ALMIRANTE DAS HISTÓRIAS
Gosto de puxar pelas estórias do meu pai. Ontem já ao cair do sol fez-nos uma visita. Sabendo a sua propensão natural para rebuscar na memória as suas douradas vivências, eu e o meu marido estimulámos mais uma conversa amena que iria converter-se num momento único que guardarei para sempre, onde não faltaram as lagrimitas intercaladas entre os silêncios para repor a coragem de continuar.
Esta foi uma das que contou ontem.
Ainda na sua juventude, vivendo com uma madrasta/mãe como faz questão de mencionar e com um pai que lhes dava maus tratos, o meu pai, nessa altura já exímio na arte de pescar à cana e única fonte onde ia buscar o sustento no inverno, foi a caminho das rochas para pescar às salemas. Como sempre levava uma cana suplente não fosse o mar levar-lhe alguma ou partir-se.
Mal tinha começado a pescar e vê chegar o "Ti Pardina" com o filho ainda jovem. Iam à pesca dos burrinhos (um peixe que facilmente se deixava apanhar e que abundava por ali). O "Ti Pardina" era forneiro mas, para além de estar desempregado não tinha a perícia nem a destreza dos que como o meu pai faziam da pesca o seu ganha-pão.
O meu pai depois duma breve conversa chamou-o para junto dele e disse-lhe:
-“Ó Ti Pardina venha práqui homem, eu empresto-lhe uma cana e você pesca aqui comigo, aí você não apanha nada.”
O "Ti Pardina" depois de dizer que não sabia pescar lá aceitou a cana já emparelhada. A pesca fluiu e correu tão bem que nos dias seguintes voltaram ao mesmo pesqueiro e a pescaria ainda deu para vender.
Passou o tempo e o meu pai que entretanto começou a namorar a minha mãe e queriam casar, resolveu ir à tabacaria para começar a juntar tábuas das caixas do tabaco para fazer uma casinha (fiquei a saber que as casas eram feitas dessas caixas que depois de despregadas e livres de pregos, serviriam para com muita arte, fazer as paredes para as barracas existentes). Um dia e em conversa o meu pai disse ao "Ti Pardina" que tinha intenção de construir uma casinha. Dotado de boa vontade adiantou com toda a veemência que queria participar na sua construção. Quando chegou a altura o meu pai indeciso, não se sentia à vontade para o chamar mas receando ofendê-lo acabou por lhe dizer.

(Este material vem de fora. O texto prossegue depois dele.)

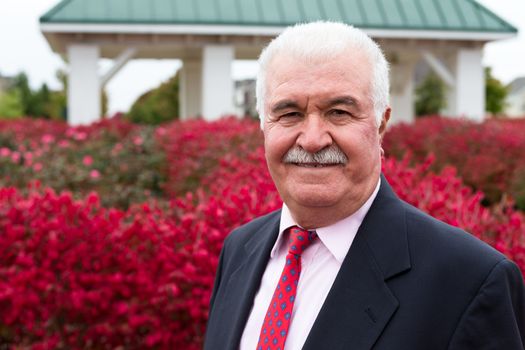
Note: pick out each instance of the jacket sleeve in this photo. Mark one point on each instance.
(495, 318)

No dia marcado vê chegar o "Ti Pardina" com dois martelos e pregos na mão, pronto para trabalhar. A tarefa foi árdua para todos mas o empenho do Ti Pardina era notório. Pregou todas as tábuas das paredes. Quando chegou ao telhado foi ele que se prontificou para o construir. Quando acabaram olharam para a casinha erguida, orgulhosos da sua obra. O meu pai acercou-se do "Ti Pardina" (imagino eu de olhito brilhando) e quis saber quanto lhe devia por tanto trabalho, ao que o "Ti Pardina" lhe disse que o meu pai nada lhe devia e acrescentou:
-“ Eu é que te agradeço Joaquim: Lembras-te daquele dia que me deste uma cana, me chamaste para o teu pesqueiro e me ensinaste a pescar? Sabes porque é que fui à pesca mesmo sem saber pescar?”

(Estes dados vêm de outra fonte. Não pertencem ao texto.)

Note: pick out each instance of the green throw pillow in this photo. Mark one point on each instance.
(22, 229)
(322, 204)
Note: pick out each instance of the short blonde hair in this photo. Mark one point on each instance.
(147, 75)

Esticando a mão vazia, continuou:
-“Porque na minha casa havia tanto para comer como tenho aqui na palma da minha mão. Os meus filhos tinham fome e eu desesperado fugi para as rochas na esperança de apanhar alguns burrinhos. Graças a ti aprendi a pescar, matei a fome lá em casa e ainda vendi 10 salemas.”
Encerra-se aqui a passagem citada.